O interesse é especialmente forte entre empresas dos setores de óleo e gás, agricultura, construção civil e sistema financeiro. Entre as companhias que demonstraram interesse, estão a J&F, Maha Energy e Alvorada Petróleo. Diplomatas acreditam que essa movimentação é impulsionada pelas mudanças políticas na Venezuela, com a nova liderança e a reversão das sanções impostas pelos Estados Unidos.
A situação econômica na Venezuela apresenta sinais de recuperação desde que as sanções começaram a ser retiradas. A nova administração, liderada por Delcy Rodrigues, estabeleceu uma relação mais próxima com os Estados Unidos, que havia sido rompida durante o governo de Maduro. Com uma das maiores reservas de petróleo do mundo, a Venezuela se torna um mercado atraente para empresas brasileiras.
Embora o comércio bilateral tenha enfrentado dificuldades nos últimos anos, a saída de Maduro e a expectativa de estabilidade política e econômica renovam as perspectivas. O embaixador Laudemar Aguiar, do Ministério das Relações Exteriores, destaca que a proximidade geográfica da Venezuela pode reduzir custos de transporte, além de abrir novas oportunidades de negócios, como a importação de ureia, um fertilizante crucial para a agricultura brasileira.
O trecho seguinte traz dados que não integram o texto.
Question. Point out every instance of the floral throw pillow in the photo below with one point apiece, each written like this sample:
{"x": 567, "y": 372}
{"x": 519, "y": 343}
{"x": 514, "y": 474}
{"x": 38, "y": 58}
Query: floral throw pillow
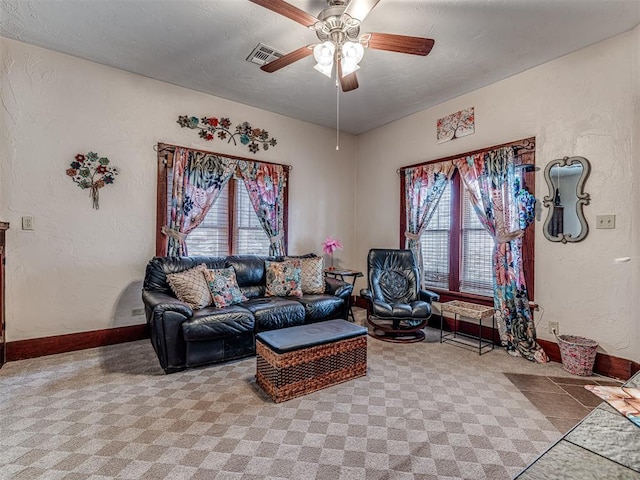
{"x": 312, "y": 275}
{"x": 223, "y": 286}
{"x": 283, "y": 279}
{"x": 191, "y": 287}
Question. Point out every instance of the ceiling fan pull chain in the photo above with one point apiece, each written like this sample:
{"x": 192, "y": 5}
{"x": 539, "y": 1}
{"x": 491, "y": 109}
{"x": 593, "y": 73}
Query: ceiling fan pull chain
{"x": 337, "y": 106}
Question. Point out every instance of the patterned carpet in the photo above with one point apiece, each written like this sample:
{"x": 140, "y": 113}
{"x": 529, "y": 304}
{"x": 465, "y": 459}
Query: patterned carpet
{"x": 424, "y": 410}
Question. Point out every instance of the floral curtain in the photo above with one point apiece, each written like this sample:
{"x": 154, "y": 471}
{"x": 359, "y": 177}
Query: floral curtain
{"x": 505, "y": 209}
{"x": 265, "y": 184}
{"x": 198, "y": 179}
{"x": 423, "y": 187}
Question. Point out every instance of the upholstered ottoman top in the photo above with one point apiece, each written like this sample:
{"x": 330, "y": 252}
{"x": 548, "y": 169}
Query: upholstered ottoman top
{"x": 305, "y": 336}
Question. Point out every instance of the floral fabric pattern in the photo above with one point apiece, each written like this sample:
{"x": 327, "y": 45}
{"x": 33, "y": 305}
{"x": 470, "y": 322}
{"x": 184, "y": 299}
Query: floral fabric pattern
{"x": 424, "y": 186}
{"x": 505, "y": 209}
{"x": 198, "y": 179}
{"x": 284, "y": 279}
{"x": 265, "y": 184}
{"x": 223, "y": 286}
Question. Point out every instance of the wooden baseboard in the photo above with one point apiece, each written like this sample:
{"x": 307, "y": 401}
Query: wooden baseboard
{"x": 605, "y": 364}
{"x": 39, "y": 347}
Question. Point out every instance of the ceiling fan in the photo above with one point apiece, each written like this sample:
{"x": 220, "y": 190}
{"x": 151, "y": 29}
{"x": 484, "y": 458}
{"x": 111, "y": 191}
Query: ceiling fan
{"x": 338, "y": 29}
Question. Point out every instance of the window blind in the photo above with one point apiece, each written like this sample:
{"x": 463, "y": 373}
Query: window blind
{"x": 250, "y": 237}
{"x": 434, "y": 244}
{"x": 477, "y": 253}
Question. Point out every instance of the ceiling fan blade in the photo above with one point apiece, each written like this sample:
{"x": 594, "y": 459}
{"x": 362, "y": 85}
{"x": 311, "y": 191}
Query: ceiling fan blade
{"x": 398, "y": 43}
{"x": 287, "y": 10}
{"x": 359, "y": 9}
{"x": 288, "y": 59}
{"x": 349, "y": 82}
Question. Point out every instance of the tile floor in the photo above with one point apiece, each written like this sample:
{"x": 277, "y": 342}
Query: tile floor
{"x": 563, "y": 400}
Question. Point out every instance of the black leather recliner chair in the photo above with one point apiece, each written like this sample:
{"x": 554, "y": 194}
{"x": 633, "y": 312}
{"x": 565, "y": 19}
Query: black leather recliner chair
{"x": 397, "y": 308}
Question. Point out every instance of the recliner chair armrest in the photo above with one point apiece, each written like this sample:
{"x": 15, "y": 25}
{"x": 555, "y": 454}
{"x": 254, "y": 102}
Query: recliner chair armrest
{"x": 366, "y": 294}
{"x": 333, "y": 286}
{"x": 429, "y": 296}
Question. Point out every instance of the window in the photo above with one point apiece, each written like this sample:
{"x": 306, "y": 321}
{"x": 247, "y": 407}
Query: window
{"x": 211, "y": 237}
{"x": 230, "y": 227}
{"x": 457, "y": 252}
{"x": 474, "y": 262}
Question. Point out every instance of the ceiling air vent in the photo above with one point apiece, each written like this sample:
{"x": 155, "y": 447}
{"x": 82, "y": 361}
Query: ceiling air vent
{"x": 262, "y": 55}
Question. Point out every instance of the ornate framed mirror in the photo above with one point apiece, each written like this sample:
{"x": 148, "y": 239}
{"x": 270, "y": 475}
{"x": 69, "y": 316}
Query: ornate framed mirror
{"x": 565, "y": 220}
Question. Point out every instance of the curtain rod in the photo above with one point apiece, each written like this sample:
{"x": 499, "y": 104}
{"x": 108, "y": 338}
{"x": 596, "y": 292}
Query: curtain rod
{"x": 525, "y": 145}
{"x": 161, "y": 147}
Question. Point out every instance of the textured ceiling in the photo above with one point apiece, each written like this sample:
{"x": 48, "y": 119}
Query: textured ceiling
{"x": 203, "y": 44}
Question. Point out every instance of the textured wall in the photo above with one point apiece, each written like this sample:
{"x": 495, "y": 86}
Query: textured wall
{"x": 580, "y": 104}
{"x": 81, "y": 269}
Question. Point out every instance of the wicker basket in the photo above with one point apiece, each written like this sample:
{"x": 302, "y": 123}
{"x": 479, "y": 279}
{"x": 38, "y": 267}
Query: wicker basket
{"x": 578, "y": 354}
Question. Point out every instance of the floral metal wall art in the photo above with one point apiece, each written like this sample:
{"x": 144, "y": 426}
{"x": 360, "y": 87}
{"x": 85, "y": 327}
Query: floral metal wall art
{"x": 93, "y": 172}
{"x": 456, "y": 125}
{"x": 210, "y": 127}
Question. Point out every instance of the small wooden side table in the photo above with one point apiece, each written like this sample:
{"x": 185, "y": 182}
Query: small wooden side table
{"x": 470, "y": 310}
{"x": 341, "y": 273}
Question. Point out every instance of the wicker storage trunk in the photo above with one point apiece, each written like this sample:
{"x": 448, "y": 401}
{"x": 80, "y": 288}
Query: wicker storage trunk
{"x": 288, "y": 375}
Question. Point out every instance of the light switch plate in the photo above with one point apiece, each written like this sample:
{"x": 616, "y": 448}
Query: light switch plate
{"x": 27, "y": 223}
{"x": 605, "y": 221}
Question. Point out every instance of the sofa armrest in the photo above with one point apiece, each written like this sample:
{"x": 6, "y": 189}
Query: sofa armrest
{"x": 165, "y": 316}
{"x": 333, "y": 286}
{"x": 429, "y": 296}
{"x": 162, "y": 302}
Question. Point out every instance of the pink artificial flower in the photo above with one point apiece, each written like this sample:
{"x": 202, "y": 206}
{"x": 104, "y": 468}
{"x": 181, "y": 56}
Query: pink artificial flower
{"x": 330, "y": 245}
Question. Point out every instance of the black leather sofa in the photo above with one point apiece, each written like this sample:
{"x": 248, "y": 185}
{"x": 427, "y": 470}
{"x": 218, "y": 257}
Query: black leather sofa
{"x": 183, "y": 337}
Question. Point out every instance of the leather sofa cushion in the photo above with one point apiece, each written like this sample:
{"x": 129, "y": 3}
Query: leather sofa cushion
{"x": 250, "y": 270}
{"x": 319, "y": 307}
{"x": 275, "y": 312}
{"x": 211, "y": 323}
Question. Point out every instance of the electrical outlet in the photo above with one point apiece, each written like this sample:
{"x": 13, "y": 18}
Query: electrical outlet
{"x": 27, "y": 223}
{"x": 605, "y": 221}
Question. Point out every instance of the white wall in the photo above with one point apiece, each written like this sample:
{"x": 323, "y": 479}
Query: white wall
{"x": 81, "y": 269}
{"x": 581, "y": 104}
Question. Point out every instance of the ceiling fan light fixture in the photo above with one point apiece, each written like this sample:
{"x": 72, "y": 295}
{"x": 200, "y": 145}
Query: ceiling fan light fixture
{"x": 352, "y": 54}
{"x": 323, "y": 53}
{"x": 324, "y": 69}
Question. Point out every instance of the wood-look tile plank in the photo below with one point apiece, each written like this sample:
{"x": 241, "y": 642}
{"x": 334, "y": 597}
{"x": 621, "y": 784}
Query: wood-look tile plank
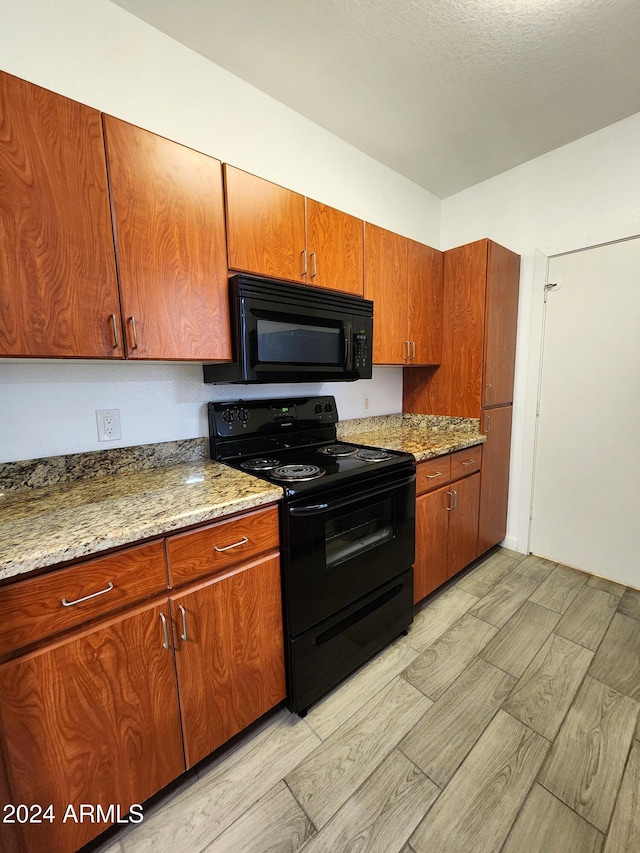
{"x": 544, "y": 693}
{"x": 585, "y": 765}
{"x": 440, "y": 741}
{"x": 382, "y": 814}
{"x": 275, "y": 822}
{"x": 439, "y": 665}
{"x": 488, "y": 573}
{"x": 233, "y": 783}
{"x": 329, "y": 714}
{"x": 323, "y": 781}
{"x": 545, "y": 825}
{"x": 630, "y": 603}
{"x": 478, "y": 806}
{"x": 502, "y": 601}
{"x": 605, "y": 585}
{"x": 519, "y": 641}
{"x": 624, "y": 831}
{"x": 438, "y": 614}
{"x": 587, "y": 617}
{"x": 535, "y": 567}
{"x": 617, "y": 661}
{"x": 559, "y": 589}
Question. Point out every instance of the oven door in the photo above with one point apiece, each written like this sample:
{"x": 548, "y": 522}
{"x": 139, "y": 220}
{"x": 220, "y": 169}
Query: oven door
{"x": 342, "y": 545}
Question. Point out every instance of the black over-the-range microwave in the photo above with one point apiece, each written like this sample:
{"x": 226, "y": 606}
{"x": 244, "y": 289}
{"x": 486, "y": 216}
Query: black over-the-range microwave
{"x": 295, "y": 333}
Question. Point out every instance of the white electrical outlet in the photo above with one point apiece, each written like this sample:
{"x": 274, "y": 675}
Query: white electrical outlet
{"x": 108, "y": 424}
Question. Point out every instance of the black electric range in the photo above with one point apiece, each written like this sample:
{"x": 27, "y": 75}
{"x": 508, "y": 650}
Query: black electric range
{"x": 347, "y": 531}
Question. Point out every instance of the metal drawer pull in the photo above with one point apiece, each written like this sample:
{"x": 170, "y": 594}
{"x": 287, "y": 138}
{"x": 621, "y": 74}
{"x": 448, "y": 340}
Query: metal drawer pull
{"x": 135, "y": 332}
{"x": 183, "y": 636}
{"x": 165, "y": 631}
{"x": 116, "y": 339}
{"x": 66, "y": 603}
{"x": 243, "y": 541}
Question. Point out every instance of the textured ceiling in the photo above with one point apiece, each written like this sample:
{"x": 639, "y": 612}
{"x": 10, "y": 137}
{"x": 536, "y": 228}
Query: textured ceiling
{"x": 446, "y": 92}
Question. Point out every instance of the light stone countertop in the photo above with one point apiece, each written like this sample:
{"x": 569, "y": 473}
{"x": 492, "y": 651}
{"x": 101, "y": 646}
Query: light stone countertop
{"x": 425, "y": 436}
{"x": 44, "y": 526}
{"x": 66, "y": 508}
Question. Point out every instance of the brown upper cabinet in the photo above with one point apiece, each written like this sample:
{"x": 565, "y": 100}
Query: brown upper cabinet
{"x": 168, "y": 221}
{"x": 404, "y": 279}
{"x": 275, "y": 232}
{"x": 58, "y": 287}
{"x": 478, "y": 350}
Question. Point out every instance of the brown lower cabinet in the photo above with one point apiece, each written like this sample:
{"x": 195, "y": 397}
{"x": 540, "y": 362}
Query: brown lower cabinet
{"x": 446, "y": 523}
{"x": 106, "y": 716}
{"x": 92, "y": 720}
{"x": 229, "y": 654}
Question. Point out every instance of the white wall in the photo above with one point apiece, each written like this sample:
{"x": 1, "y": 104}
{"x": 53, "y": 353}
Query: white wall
{"x": 96, "y": 53}
{"x": 580, "y": 195}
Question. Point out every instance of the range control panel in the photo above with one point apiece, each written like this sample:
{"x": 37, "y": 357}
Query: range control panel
{"x": 259, "y": 417}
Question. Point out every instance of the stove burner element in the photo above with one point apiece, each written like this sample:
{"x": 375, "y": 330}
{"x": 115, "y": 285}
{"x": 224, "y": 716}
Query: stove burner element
{"x": 262, "y": 464}
{"x": 338, "y": 450}
{"x": 370, "y": 455}
{"x": 295, "y": 473}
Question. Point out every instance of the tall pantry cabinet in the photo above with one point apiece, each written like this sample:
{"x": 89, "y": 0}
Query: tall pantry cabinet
{"x": 475, "y": 379}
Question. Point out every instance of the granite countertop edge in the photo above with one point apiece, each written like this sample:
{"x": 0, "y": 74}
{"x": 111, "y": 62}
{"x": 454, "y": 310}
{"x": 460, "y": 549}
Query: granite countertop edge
{"x": 46, "y": 526}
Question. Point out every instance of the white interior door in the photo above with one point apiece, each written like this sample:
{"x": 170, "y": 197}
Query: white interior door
{"x": 586, "y": 497}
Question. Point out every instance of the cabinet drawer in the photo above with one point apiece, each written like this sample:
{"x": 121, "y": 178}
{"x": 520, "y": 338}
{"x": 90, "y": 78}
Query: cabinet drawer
{"x": 209, "y": 549}
{"x": 433, "y": 473}
{"x": 41, "y": 607}
{"x": 465, "y": 462}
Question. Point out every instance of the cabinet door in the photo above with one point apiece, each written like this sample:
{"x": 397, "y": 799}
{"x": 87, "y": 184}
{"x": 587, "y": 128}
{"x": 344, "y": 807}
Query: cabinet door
{"x": 265, "y": 227}
{"x": 425, "y": 289}
{"x": 230, "y": 654}
{"x": 385, "y": 281}
{"x": 432, "y": 524}
{"x": 58, "y": 288}
{"x": 168, "y": 218}
{"x": 494, "y": 482}
{"x": 503, "y": 275}
{"x": 335, "y": 242}
{"x": 463, "y": 523}
{"x": 93, "y": 719}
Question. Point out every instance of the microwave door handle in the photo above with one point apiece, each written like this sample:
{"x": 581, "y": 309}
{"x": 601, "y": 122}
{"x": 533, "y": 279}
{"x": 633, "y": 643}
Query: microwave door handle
{"x": 347, "y": 350}
{"x": 317, "y": 509}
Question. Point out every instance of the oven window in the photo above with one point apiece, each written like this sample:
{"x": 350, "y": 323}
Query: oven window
{"x": 356, "y": 532}
{"x": 298, "y": 343}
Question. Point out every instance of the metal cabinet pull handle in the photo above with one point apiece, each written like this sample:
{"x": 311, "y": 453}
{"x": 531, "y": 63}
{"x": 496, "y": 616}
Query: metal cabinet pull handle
{"x": 116, "y": 339}
{"x": 165, "y": 631}
{"x": 132, "y": 320}
{"x": 66, "y": 603}
{"x": 183, "y": 636}
{"x": 243, "y": 541}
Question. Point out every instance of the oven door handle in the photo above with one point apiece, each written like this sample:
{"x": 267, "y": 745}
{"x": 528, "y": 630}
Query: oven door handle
{"x": 316, "y": 509}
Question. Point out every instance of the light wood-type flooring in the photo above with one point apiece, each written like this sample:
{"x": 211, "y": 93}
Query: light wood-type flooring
{"x": 507, "y": 720}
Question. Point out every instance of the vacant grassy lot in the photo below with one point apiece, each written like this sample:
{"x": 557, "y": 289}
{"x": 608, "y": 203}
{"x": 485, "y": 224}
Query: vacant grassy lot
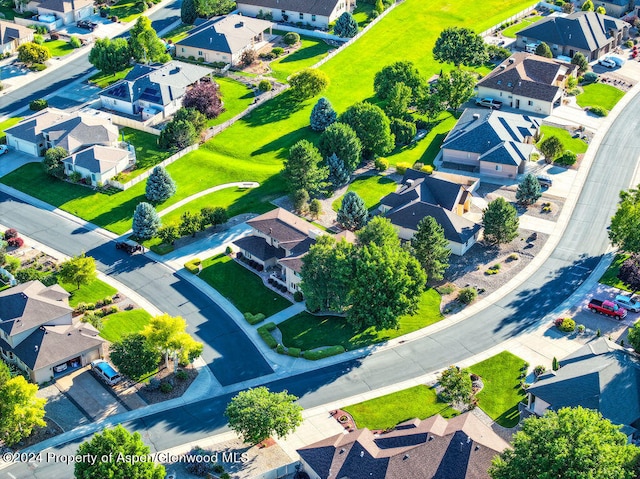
{"x": 117, "y": 325}
{"x": 598, "y": 94}
{"x": 88, "y": 293}
{"x": 568, "y": 142}
{"x": 386, "y": 411}
{"x": 501, "y": 393}
{"x": 306, "y": 331}
{"x": 240, "y": 286}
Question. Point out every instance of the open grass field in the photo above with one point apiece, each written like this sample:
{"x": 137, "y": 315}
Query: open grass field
{"x": 501, "y": 393}
{"x": 306, "y": 331}
{"x": 568, "y": 142}
{"x": 240, "y": 286}
{"x": 117, "y": 325}
{"x": 387, "y": 411}
{"x": 598, "y": 94}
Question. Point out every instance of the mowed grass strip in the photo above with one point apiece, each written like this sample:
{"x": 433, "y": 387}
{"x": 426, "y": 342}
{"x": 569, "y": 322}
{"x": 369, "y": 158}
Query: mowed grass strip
{"x": 240, "y": 286}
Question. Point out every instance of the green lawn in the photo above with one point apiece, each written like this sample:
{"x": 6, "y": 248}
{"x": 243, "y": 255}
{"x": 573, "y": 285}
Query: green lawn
{"x": 387, "y": 411}
{"x": 501, "y": 393}
{"x": 610, "y": 276}
{"x": 240, "y": 286}
{"x": 117, "y": 325}
{"x": 568, "y": 142}
{"x": 102, "y": 80}
{"x": 511, "y": 31}
{"x": 598, "y": 94}
{"x": 58, "y": 48}
{"x": 306, "y": 331}
{"x": 371, "y": 189}
{"x": 88, "y": 293}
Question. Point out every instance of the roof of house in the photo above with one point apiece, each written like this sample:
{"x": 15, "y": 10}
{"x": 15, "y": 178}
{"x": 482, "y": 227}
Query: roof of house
{"x": 461, "y": 448}
{"x": 230, "y": 34}
{"x": 79, "y": 131}
{"x": 314, "y": 7}
{"x": 499, "y": 137}
{"x": 157, "y": 84}
{"x": 582, "y": 30}
{"x": 30, "y": 129}
{"x": 528, "y": 75}
{"x": 601, "y": 375}
{"x": 29, "y": 305}
{"x": 97, "y": 158}
{"x": 10, "y": 31}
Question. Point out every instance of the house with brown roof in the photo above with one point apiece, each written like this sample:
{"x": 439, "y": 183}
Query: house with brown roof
{"x": 528, "y": 82}
{"x": 435, "y": 448}
{"x": 39, "y": 335}
{"x": 444, "y": 197}
{"x": 315, "y": 13}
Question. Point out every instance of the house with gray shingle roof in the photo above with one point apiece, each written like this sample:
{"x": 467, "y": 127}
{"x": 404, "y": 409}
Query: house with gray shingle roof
{"x": 602, "y": 376}
{"x": 490, "y": 142}
{"x": 39, "y": 335}
{"x": 590, "y": 33}
{"x": 528, "y": 82}
{"x": 224, "y": 39}
{"x": 435, "y": 448}
{"x": 444, "y": 197}
{"x": 316, "y": 13}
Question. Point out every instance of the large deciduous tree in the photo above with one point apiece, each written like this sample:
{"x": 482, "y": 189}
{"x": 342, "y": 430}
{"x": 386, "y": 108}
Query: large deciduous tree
{"x": 500, "y": 221}
{"x": 257, "y": 413}
{"x": 460, "y": 46}
{"x": 573, "y": 442}
{"x": 117, "y": 444}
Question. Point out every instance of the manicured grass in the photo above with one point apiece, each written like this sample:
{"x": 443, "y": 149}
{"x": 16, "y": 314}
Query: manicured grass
{"x": 240, "y": 286}
{"x": 88, "y": 293}
{"x": 501, "y": 393}
{"x": 117, "y": 325}
{"x": 306, "y": 331}
{"x": 511, "y": 31}
{"x": 386, "y": 411}
{"x": 102, "y": 80}
{"x": 568, "y": 142}
{"x": 610, "y": 276}
{"x": 371, "y": 189}
{"x": 58, "y": 48}
{"x": 598, "y": 94}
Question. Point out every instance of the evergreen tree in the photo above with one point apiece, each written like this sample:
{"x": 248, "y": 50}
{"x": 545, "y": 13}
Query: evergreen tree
{"x": 145, "y": 222}
{"x": 431, "y": 248}
{"x": 160, "y": 185}
{"x": 529, "y": 190}
{"x": 322, "y": 115}
{"x": 500, "y": 222}
{"x": 353, "y": 213}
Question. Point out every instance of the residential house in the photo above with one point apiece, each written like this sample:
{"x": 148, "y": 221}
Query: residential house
{"x": 589, "y": 33}
{"x": 224, "y": 39}
{"x": 459, "y": 448}
{"x": 491, "y": 142}
{"x": 278, "y": 242}
{"x": 444, "y": 197}
{"x": 316, "y": 13}
{"x": 39, "y": 335}
{"x": 528, "y": 82}
{"x": 602, "y": 376}
{"x": 151, "y": 89}
{"x": 12, "y": 36}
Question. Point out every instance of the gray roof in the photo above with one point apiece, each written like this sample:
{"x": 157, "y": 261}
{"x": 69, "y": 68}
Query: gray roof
{"x": 528, "y": 75}
{"x": 498, "y": 137}
{"x": 461, "y": 448}
{"x": 582, "y": 30}
{"x": 229, "y": 34}
{"x": 314, "y": 7}
{"x": 601, "y": 376}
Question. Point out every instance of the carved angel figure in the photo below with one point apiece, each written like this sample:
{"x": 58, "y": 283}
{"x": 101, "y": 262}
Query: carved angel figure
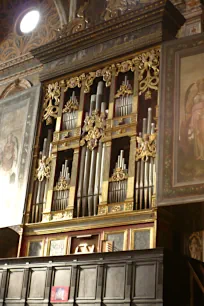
{"x": 146, "y": 147}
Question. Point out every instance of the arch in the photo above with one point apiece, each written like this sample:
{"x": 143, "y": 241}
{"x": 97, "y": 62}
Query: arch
{"x": 16, "y": 86}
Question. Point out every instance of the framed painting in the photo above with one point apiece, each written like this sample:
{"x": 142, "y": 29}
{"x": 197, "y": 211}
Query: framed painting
{"x": 142, "y": 238}
{"x": 181, "y": 123}
{"x": 17, "y": 127}
{"x": 118, "y": 239}
{"x": 35, "y": 248}
{"x": 57, "y": 246}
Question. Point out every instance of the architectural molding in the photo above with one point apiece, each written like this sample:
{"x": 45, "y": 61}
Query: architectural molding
{"x": 137, "y": 19}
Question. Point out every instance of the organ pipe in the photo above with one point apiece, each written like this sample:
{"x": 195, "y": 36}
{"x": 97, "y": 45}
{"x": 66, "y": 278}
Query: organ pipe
{"x": 90, "y": 173}
{"x": 61, "y": 190}
{"x": 145, "y": 165}
{"x": 118, "y": 181}
{"x": 124, "y": 98}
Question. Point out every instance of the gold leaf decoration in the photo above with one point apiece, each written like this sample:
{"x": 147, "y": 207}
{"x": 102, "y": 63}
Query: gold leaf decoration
{"x": 147, "y": 63}
{"x": 51, "y": 102}
{"x": 62, "y": 184}
{"x": 93, "y": 130}
{"x": 125, "y": 66}
{"x": 77, "y": 24}
{"x": 146, "y": 148}
{"x": 124, "y": 90}
{"x": 119, "y": 175}
{"x": 71, "y": 106}
{"x": 75, "y": 82}
{"x": 148, "y": 72}
{"x": 44, "y": 168}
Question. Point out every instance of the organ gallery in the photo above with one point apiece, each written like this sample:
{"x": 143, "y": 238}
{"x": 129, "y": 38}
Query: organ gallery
{"x": 101, "y": 153}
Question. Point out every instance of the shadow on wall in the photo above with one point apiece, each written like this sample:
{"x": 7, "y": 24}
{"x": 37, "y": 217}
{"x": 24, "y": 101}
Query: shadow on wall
{"x": 8, "y": 243}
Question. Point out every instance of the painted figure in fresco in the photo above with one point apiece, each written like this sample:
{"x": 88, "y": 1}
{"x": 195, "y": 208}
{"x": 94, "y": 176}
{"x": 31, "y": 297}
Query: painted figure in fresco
{"x": 195, "y": 117}
{"x": 9, "y": 157}
{"x": 194, "y": 108}
{"x": 195, "y": 247}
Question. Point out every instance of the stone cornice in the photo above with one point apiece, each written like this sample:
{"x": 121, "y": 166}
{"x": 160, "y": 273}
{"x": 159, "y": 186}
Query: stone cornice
{"x": 162, "y": 12}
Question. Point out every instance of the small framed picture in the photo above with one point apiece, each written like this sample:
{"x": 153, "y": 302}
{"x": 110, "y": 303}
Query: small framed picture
{"x": 57, "y": 246}
{"x": 59, "y": 294}
{"x": 35, "y": 248}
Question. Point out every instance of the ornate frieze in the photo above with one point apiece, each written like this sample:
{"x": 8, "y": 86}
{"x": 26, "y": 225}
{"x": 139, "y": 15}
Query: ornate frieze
{"x": 51, "y": 102}
{"x": 124, "y": 90}
{"x": 93, "y": 130}
{"x": 71, "y": 106}
{"x": 73, "y": 82}
{"x": 77, "y": 24}
{"x": 148, "y": 72}
{"x": 44, "y": 168}
{"x": 119, "y": 175}
{"x": 147, "y": 63}
{"x": 62, "y": 184}
{"x": 146, "y": 147}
Dados do Comércio Exterior mostram um aumento nas importações de ureia da Venezuela, que se tornou a principal fonte do produto para o Brasil. Entre janeiro e abril deste ano, o Brasil importou mais de 137 mil toneladas de ureia venezuelana, além de outros produtos como metanol e alumínio. O fluxo comercial entre os dois países também indica crescimento, com exportações brasileiras para a Venezuela superando 427 mil toneladas no mesmo período.